BRASILIA (Reuters) - Brazil’s mining regulator on Monday extended the deadlines by up to four years for the closing of many dangerous mine tailings dams like the one that collapsed in January at a Vale SA facility, killing more than 240 people.
Tailings are the muddy waste produced in mining for iron ore and other minerals. The waste is often contained within a dam built using a variety of methods.
The so-called upstream type of dam is considered the most dangerous as is most susceptible to liquid seeping under the dam and weakening the structure, which authorities believe is what happened in the January disaster in the town of Brumadinho.
The country’s National Mining Agency (ANM) had in February banned construction of new upstream dams in response to the tragedy. It had also called for such structures still in use to be deactivated by 2021 and fully closed down by 2023.
But under a new regulation published in the government’s official gazette on Monday, the larger upstream dams will now have until 2025 or 2027 to be completely shut down in a process known as decharacterization.

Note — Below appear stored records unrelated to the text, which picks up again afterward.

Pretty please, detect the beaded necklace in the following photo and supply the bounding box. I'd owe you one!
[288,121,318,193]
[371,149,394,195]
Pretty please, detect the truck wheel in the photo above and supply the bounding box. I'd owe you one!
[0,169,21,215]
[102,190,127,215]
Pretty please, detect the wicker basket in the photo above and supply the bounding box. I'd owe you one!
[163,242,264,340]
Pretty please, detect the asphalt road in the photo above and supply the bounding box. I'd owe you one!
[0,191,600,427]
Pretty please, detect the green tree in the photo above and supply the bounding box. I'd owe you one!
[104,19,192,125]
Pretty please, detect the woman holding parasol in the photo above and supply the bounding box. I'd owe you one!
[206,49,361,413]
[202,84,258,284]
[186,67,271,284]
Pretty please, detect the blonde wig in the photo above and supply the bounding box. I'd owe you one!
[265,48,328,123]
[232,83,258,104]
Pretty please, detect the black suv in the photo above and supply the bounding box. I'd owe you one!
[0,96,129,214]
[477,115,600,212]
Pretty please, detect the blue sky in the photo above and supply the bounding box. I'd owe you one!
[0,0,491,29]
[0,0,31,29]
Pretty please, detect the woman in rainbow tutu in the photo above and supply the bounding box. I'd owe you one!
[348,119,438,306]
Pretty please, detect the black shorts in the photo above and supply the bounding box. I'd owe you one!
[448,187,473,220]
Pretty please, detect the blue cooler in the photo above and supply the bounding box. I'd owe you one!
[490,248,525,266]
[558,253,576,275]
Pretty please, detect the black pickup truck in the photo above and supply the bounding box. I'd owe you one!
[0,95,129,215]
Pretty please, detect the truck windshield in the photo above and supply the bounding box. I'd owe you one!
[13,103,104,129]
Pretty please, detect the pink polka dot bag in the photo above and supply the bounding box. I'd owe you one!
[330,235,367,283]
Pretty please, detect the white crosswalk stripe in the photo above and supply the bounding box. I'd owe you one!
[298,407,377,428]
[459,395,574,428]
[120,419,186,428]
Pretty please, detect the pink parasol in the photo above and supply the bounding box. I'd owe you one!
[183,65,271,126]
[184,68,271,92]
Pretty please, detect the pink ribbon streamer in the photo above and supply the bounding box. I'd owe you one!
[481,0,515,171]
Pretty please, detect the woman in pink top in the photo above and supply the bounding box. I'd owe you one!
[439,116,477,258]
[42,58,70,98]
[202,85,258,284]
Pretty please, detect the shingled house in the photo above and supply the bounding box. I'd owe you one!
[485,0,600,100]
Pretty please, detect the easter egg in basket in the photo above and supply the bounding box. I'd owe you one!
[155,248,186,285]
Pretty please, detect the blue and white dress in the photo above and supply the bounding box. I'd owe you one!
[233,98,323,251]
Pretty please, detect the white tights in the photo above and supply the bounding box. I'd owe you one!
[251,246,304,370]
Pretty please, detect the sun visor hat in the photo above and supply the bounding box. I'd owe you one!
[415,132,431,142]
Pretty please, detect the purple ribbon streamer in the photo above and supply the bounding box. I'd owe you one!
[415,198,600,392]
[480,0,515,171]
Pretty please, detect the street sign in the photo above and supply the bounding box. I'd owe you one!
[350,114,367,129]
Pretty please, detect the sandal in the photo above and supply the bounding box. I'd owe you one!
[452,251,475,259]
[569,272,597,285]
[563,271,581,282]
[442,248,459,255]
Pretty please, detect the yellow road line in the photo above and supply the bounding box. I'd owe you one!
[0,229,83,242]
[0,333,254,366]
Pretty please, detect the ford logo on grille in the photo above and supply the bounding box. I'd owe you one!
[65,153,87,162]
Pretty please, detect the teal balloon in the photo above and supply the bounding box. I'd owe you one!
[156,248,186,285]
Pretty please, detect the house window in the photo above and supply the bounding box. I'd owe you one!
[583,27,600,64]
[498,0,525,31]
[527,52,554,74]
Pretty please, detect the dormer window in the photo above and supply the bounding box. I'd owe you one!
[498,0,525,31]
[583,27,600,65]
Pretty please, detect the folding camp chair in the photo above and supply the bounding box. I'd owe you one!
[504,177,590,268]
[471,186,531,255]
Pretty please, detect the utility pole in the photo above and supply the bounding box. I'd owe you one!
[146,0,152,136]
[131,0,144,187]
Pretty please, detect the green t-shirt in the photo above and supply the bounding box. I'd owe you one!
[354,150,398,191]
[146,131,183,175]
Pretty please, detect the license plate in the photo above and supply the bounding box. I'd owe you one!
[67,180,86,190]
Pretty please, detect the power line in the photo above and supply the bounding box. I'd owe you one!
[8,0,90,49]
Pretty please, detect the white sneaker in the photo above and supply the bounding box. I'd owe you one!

Smaller dams had the deadline moved up to 2022.
All upstream dams in operation must still be deactivated in 2021, however, meaning no new tailings can be added to the dams.
“The practice of decommissioning and decharacterization of dams is new to the whole mining sector in Brazil,” said ANM director, Eduardo Leão, in an emailed statement.
He added the decision to push back the deadlines takes into account that rushing the process could lead to another disaster.
Vale, in turn, reiterated its commitment to completely eliminate nine remaining upstream dams that have already been deactivated.
The company said it aims in the next three years to either decommission the dams or bring them to a condition where they offer no risk to people or the environment.